Though I do see the lack of ports on the back now so I’d have to rear mount it. That’d be a pain with my setup at the moment…
I like the idea but I’d want to use it for an alternative project. I didn’t know I could just build redundant 800W PSU’s for the price of a desktop PSU of equal power. Good to know.
120v as opposed to 240v ?
I used the European ‘notation’, sorry …
APC ATS PDUs are all rear things, but they cost way more:
We used one of these in a datacenter for years to power pfsense firewall boxes from mini-itx … The hardware in the mini-itx enclosure gave us more problems (exectly one ssd failed in 4 years over 5 machines) than power failures (none) …
Ah, so it supports 120 - 240V input. Using what I guess we would call North American ‘notation’ my supply is a split phase transformer where the neural leg cuts the secondary coil in half and is tied to ground.
In my electrical panel that gives me 120V & 240V though in an industrial area where 3 phase power is available the supply between any two legs would be ~208V.
Makes me giggle that residential areas have a slightly more efficient supply of power for high load DC conversion (any PC or server PSU).
Well the good news is my setup is going to be relocating semi-soon so I might just opt to put up with it temporarily. I need more space behind my rack.
Only very slightly. And their massive 3-phase air conditioning units are quite a bit more efficient than anything you can run on 240V, which is a much larger power draw.
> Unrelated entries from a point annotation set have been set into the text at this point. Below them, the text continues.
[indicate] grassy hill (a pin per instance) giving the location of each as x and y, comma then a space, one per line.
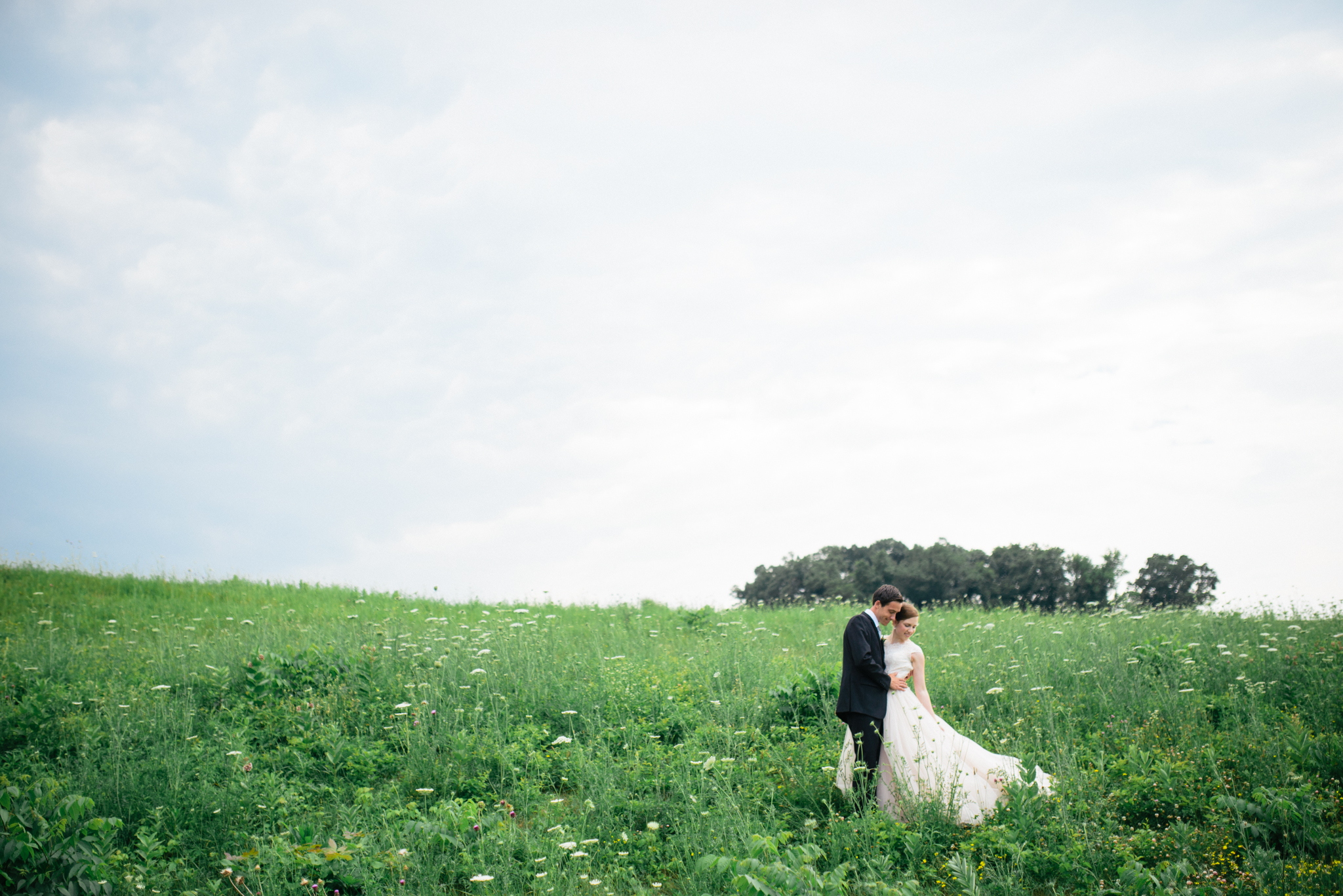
325, 739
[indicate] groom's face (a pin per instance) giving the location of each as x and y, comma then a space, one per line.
885, 613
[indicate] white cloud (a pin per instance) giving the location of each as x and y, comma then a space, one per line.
628, 302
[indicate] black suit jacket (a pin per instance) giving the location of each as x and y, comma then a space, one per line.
862, 677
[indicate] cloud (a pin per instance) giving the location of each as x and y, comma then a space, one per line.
626, 302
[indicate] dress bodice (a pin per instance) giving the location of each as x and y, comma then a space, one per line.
900, 659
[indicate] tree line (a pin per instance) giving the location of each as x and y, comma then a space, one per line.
1021, 575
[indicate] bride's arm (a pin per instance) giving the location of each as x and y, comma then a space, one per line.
920, 687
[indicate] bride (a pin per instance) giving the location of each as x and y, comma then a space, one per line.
925, 756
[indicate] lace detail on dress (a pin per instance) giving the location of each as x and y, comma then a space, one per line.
926, 758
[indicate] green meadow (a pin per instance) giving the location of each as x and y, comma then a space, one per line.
178, 737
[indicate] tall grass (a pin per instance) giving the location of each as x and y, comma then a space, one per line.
222, 718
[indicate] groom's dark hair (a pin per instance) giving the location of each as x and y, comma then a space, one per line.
887, 594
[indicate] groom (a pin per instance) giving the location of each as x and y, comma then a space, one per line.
864, 682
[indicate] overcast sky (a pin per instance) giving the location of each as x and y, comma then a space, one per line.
621, 300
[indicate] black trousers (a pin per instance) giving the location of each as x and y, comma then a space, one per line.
866, 745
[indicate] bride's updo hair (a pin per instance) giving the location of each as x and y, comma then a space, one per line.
907, 612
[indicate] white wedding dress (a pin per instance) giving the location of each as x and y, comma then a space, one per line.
925, 758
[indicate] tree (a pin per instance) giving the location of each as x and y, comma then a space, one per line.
830, 574
944, 574
1088, 585
1166, 581
1029, 577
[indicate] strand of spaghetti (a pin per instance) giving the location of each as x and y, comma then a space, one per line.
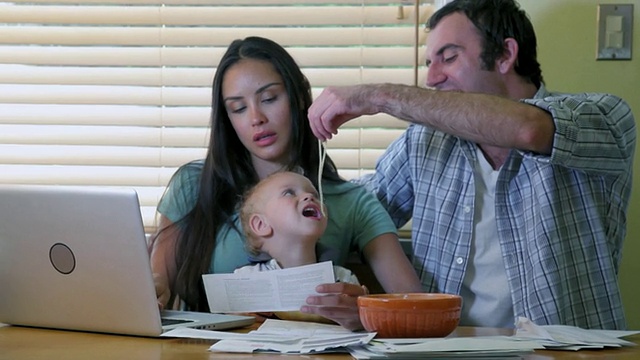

Since when does a PDU have a front and a back? There are usually holes already for the ears to be mounted on either end you wish.
I’m working with a very confined space at the moment. I can’t have my power cables protruding out the front of the rack. Perhaps in the future it won’t be an issue but I’m well aware the mount is universal facing front or back.
Based on what I read it only comes with two molex connectors which isn’t adequate for my application.
@MadMatt Little update on this topic. I had to overhaul my backup power supply. I bought a pair of PDU’s and they seemed fantastic. Until we experienced the first severe brown-out I’ve seen in years…
What I ended up learning is my stack of UPS’s output a sine-wave that’s too crewed for the PDU’s to play nice with. They were not having it and were behaving VERY erratically even causing the UPS’s to power off which isn’t normal…
This is a pair of EATON 9PX1500RT’s that use Online Double-conversion instead of Line-Interactive and output true sinewave instead of simulated sinewave. With some minor modifications I was able to attach a few of the old battery packs and extend the internal 9Ah packs to 16.2Ah. (the old UPS’s used 7.2Ah packs) for a total of 32.4Ah redundant battery.
The PDU’s play much friendlier with these and I’m excited to have the ability to add up to 90Ah of battery to each UPS.